Burn Our Bodies Down(53)



Mom’s face goes to stone. “Excuse me?”

I have to ask for it. “Can you wait?”

“Margot.” She takes a deep breath. I can see her trying to keep herself in check. It won’t work. “Margot, get in the car.”

“No.”

“Get in the fucking car, Margot.”

“I’m not going right now,” I say. I can’t help smiling. Usually it’s Mom going quiet and calm while I’m losing my grip. This feels better.

Mom shuts her eyes, and I hear her let out a disbelieving laugh, brittle and cold. “You have got to be kidding me,” she says, before looking at me again. “This is what I get? I come back for you, I come to Phalene for you, and I get—”

“What you get is me,” I say, every ounce of bitterness bleeding through. That calm I thought I had in my pocket disappears in an instant. “What a letdown. What a disappointment. I’m so sorry for you. Is there a support group you can go to? A hotline you can call for mothers with horrible daughters?”

Mom only looks at me for a moment and then purses her lips. “I’m not doing this,” she says. “That’s it. I’m done.”

“You’re done?” My voice rises. This whole thing has a hold on me so tight I could choke. “You started it.”

She doesn’t respond. Just goes to open the car door, and I feel myself start to disappear. She doesn’t get to do this. To break me open and then act like she doesn’t care, like I’m the only one feeling anything at all.

“Hey,” I say. “Hey, you might be done, but I’m not.”

She swings the door open. “If you want to stay with your grandmother, that’s fine.”

I lunge toward her, close the distance to grab the handle. “No, we’re not finished.”

“I said we are, Margot.”

“I said we’re not,” and I slam the door shut. My arm hurts from the force of it, but it doesn’t matter, because at least Mom is looking at me. And it feels good, because she looks afraid. Just like Katherine must have, that day in the grove.

“You don’t get to call me ungrateful,” I say, starting quiet. “Not when I’ve never asked you for a thing, not when I’ve taken care of myself for—”

“I didn’t say that,” Mom cuts in, with an exaggerated confusion. “Do not put words in my mouth.”

“It’s what you meant.” She came back for me and I’m taking it for granted—I know how to translate her when we fight.

But she’s shaking her head. “You can’t tell me what I meant.”

I struggle to take a deep breath. “But it sounded that way to me. Doesn’t that matter? Doesn’t it matter how you made me feel?” It’s like I’m throwing myself at a brick wall. Mom barely blinks. “I don’t just stop feeling bad because you didn’t mean it.”

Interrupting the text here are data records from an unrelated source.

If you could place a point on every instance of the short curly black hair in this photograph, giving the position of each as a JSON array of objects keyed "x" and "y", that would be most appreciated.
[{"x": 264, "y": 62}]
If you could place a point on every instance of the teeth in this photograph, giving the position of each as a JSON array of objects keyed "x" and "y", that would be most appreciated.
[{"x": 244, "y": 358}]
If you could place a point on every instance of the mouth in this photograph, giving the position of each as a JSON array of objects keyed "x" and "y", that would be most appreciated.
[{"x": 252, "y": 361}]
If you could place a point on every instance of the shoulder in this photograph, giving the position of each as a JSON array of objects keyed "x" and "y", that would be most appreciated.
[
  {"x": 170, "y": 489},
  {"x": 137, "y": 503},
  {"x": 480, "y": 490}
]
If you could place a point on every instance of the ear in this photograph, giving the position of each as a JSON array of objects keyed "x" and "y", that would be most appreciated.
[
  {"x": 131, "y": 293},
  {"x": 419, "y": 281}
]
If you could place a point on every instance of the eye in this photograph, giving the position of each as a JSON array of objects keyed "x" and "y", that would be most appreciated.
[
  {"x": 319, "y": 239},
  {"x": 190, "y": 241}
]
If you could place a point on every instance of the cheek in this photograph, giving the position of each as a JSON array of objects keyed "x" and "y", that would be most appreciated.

I swallow the tears that are closing my throat. I can feel them pricking at my eyes, and I know they’re about to fall, but please, please, Margot, get a grip. Mom doesn’t care when I cry. It doesn’t soften her. It only makes things worse.

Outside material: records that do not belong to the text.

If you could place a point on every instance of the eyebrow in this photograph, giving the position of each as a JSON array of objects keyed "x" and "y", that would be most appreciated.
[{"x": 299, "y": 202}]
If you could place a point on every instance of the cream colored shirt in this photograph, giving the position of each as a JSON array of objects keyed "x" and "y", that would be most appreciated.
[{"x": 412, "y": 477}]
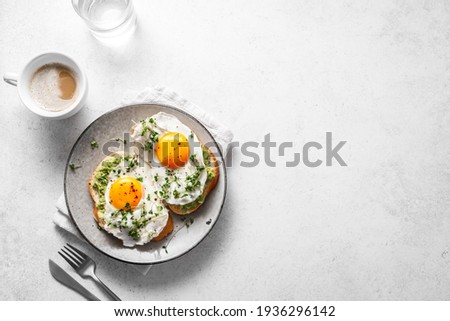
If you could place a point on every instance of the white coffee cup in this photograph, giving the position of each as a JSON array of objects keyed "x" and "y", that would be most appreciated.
[{"x": 23, "y": 80}]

“It’s not my fault,” Mom says, “if you can’t hear what I’m saying without adding your own insecurities.”

“I know,” I say. “I know.” We always end up this way. Me crumbling to pieces. “But doesn’t it matter to you that you made me feel that way?”

“That’s not the point.”

“Answer me, Mom. Please.” She just keeps looking at me like she’s confused, and I can feel myself getting hysterical. My voice breaking, sobs starting to build up in my chest. “Doesn’t it matter? Doesn’t it matter to you?”

Nothing. Just quiet. Quiet, quiet, quiet, nothing coming out, and she’s not even here. She’s not even listening, and I can’t feel for both of us. I just can’t, and I scream, scream, “Answer me!” so loud it tears at my throat.

“Margot.”

It breaks over me. The world gone like glass, cold and clear. I turn.

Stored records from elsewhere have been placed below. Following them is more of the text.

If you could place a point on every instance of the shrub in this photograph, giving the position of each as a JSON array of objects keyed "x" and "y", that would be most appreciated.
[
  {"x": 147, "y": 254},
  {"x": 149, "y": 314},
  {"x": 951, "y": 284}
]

Gram. She’s a few feet behind me, hands in her pockets. Relief, for a moment. That it’s over. And then indignation, because even now Gram’s not looking at me. No, she’s looking at Mom, a frown etched so deep into her forehead that I wonder if it’ll ever come out.

“If she wants to stay,” Gram says evenly, “you can’t make her leave, Jo.”

Mom suddenly looks about two inches tall. She looks like the girl in the field, scared and lost. “She’s my daughter,” she says.

“And you’re mine,” Gram answers. “I couldn’t make you stay. And you can’t make her leave.”

Mom looks back and forth between me and Gram. I can see everything now, every eddy of emotion across her features, like Gram is laying her bare.

“I’ll be in town,” she says at last. “Margot, I’ll wait in town, okay? You asked me to wait and I’ll wait.”

I won’t ever tell her what it does to me to hear that. How it makes my chest ache. How it makes me want to go with her after all.

“Okay, Josephine,” Gram says. “It’s time for you to go now.”

We stand there in the driveway and watch Mom get into the car. We watch her reverse out onto the highway, watch her ease toward town, slowly, like she’s hoping I’ll call her back. I don’t.